Reader Writes, October 2017

'Heavens, that's a big stump!' I said to myself, exploring a remote corner of a Herefordshire wood.  Approaching, I found myself in what might have once been a garden; and the “stump” turned out to be an ivy covered chimney breast, all that was left of a long-abandoned cottage, once full of life and hope clinging precariously to the edge of the common. Today we mostly associate the “commons” with that episode in history when landlords enclosed them for their livestock, and common ground for the landless to gather furze and tether a cow shrank and shrank. Today we treasure access to common ground for walking and recreation, and in my case exploration by bicycle.

But have we perhaps become complacent about the commons?
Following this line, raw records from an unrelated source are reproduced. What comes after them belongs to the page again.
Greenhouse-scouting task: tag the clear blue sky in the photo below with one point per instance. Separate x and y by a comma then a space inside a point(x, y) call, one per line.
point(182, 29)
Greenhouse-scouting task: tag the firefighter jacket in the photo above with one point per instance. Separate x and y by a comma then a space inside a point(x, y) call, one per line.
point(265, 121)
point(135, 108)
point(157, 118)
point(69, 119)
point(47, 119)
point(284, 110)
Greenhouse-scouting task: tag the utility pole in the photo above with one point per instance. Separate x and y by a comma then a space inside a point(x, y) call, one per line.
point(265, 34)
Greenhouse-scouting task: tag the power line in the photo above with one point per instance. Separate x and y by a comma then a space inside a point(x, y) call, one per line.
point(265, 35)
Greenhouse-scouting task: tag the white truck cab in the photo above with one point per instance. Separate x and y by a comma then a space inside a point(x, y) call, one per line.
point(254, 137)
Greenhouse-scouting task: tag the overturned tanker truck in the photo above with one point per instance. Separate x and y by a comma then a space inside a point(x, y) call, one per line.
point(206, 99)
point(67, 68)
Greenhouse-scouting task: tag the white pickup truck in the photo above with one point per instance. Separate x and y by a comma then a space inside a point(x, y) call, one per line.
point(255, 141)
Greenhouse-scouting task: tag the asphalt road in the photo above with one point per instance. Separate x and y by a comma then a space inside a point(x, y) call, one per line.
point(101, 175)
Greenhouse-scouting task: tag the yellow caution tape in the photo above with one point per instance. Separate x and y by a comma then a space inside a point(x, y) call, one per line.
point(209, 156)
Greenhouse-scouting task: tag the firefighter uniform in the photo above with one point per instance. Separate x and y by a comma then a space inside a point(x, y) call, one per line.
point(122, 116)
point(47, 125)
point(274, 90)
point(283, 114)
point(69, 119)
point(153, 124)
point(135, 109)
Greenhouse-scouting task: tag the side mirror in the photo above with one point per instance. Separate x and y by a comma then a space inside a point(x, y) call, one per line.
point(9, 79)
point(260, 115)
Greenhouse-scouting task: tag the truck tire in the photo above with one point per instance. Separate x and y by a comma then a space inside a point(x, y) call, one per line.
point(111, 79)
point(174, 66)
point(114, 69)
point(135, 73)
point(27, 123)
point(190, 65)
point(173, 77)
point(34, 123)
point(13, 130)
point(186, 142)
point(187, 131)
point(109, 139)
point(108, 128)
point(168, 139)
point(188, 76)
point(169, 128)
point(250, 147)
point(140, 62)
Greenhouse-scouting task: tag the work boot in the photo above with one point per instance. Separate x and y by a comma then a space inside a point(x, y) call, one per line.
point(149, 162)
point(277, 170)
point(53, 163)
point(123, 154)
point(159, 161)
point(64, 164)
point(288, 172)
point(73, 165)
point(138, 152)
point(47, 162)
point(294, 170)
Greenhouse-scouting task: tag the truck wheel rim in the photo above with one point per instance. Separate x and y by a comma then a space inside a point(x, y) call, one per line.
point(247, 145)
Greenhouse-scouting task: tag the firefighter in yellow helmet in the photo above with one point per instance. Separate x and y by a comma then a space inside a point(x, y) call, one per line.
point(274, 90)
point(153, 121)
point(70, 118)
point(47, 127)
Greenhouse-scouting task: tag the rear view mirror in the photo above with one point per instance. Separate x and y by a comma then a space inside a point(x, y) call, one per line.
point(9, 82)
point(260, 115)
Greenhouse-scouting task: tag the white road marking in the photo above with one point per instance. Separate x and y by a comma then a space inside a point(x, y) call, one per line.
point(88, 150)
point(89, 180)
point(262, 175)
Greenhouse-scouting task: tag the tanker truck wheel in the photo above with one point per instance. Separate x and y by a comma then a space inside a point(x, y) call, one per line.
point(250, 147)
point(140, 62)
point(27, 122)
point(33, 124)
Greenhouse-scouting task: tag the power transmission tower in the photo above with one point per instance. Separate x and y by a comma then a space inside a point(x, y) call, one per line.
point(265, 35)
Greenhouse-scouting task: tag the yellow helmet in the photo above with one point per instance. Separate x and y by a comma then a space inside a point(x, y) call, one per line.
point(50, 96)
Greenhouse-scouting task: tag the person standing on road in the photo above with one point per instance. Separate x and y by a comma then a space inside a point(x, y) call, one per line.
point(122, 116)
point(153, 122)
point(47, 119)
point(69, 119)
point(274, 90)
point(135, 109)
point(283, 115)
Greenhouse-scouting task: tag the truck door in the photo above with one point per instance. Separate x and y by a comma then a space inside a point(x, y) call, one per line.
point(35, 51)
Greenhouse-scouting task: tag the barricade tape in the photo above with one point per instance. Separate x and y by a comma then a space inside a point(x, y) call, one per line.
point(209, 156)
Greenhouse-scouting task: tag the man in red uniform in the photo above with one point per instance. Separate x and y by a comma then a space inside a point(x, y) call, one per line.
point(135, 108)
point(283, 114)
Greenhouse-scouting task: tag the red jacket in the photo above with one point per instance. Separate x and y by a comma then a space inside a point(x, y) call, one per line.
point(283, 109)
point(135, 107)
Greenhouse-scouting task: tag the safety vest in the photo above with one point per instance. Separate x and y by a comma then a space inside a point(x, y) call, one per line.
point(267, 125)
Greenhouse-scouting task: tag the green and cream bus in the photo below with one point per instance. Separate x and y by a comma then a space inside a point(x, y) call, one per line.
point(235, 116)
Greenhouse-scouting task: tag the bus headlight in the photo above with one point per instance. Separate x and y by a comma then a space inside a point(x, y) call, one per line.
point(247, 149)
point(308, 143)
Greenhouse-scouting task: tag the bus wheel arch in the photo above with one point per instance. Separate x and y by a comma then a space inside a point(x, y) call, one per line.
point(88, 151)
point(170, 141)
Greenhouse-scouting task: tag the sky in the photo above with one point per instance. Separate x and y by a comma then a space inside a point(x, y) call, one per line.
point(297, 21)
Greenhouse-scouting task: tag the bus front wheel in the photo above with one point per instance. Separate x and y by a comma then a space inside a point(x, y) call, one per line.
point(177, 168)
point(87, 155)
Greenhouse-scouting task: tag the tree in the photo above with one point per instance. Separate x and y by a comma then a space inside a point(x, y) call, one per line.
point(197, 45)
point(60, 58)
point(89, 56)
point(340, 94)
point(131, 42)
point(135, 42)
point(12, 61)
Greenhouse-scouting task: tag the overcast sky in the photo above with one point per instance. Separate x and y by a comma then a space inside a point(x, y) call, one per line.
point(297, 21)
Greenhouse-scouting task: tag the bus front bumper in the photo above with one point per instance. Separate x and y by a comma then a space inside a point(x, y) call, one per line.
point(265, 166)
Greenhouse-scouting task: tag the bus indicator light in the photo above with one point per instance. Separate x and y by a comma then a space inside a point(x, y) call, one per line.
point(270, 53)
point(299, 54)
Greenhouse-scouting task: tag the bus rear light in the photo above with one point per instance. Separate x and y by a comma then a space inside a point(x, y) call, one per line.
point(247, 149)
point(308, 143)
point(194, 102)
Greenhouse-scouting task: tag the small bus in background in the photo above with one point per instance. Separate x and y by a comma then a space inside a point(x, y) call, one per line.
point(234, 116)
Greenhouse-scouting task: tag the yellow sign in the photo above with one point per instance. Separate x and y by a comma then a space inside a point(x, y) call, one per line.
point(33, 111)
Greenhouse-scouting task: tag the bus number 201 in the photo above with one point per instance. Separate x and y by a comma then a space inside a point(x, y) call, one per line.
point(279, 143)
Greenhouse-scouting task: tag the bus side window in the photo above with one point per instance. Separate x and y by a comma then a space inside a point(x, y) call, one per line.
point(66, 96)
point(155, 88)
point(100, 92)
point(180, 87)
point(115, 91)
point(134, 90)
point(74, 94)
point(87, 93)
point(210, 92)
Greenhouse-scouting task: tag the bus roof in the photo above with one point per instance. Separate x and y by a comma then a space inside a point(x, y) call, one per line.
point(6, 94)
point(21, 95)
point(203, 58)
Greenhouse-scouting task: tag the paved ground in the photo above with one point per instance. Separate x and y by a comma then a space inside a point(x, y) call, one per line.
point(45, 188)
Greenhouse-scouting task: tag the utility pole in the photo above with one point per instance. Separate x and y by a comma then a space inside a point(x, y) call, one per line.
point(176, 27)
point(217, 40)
When the enclosures pushed the marginalized off the land, there was often desperate resistance; it was all they had. With Hurricane Irma wrecking Florida as I write, the shock of seeing familiar suburban landscapes turned upside down should give us pause to consider the “climate commons”. After all, it is our vital shared home, and it is being changed catastrophically. We could add the oceans, fresh water, rainfall, clean air and top-soil; they are all a global commons shared and essential to us all.

How on earth do we find, summon, the collective will to protect global commons that are in such serious danger and pose a catastrophic threat to our grand-children's future? We all know that climate-change statistics leave most of us entirely unmoved. We need pathos, as the old philosophers knew. We need a story that tells us the danger ahead and the courageous wisdom of turning back. For my first witness I want to call up our human capacity for empathy and compassion; doesn't living in a small community show you every day that our natural instinct is to care for our neighbour, to help the person who needs something? It's obvious, so why not steer our lifestyles in a direction that also helps distant islanders whose homes will be submerged by rising seas? Empathy is tough without imagination.

My second witness is the human – or divine?- instinct for gratitude. But oddly, just when we need it, it seems to be in short supply. So I think I shall call it a divine quality and therefore it is bound to be a tough call for the spiritually anaemic and those who have lost hope. It can be life-changing and even dangerous, but I strongly advocate the habit of being thankful. Smile in a way that says Thank you. Pick some of those yellow-red lustrous nasturtiums and put them in a glass on the windowsill and say Thank you. As a novice bee-keeper I say gently from the heart 'Thank you bees', and I haven't been stung yet but that's bound to change. Harvest festivals coming up; time to say thank you for the fruit of the soil, for farmers and gardeners, for our vital global commons.

The psalmist wrote “Sing to the Lord with thanksgiving; make melody to our God on the lyre!..... he makes grass to grow on the hills.” The point is this; being thankful is very motivating, from gratitude for each other to gratitude for our global commons. If life is shot through with hope and the joy of thankfulness, we can walk together and change together.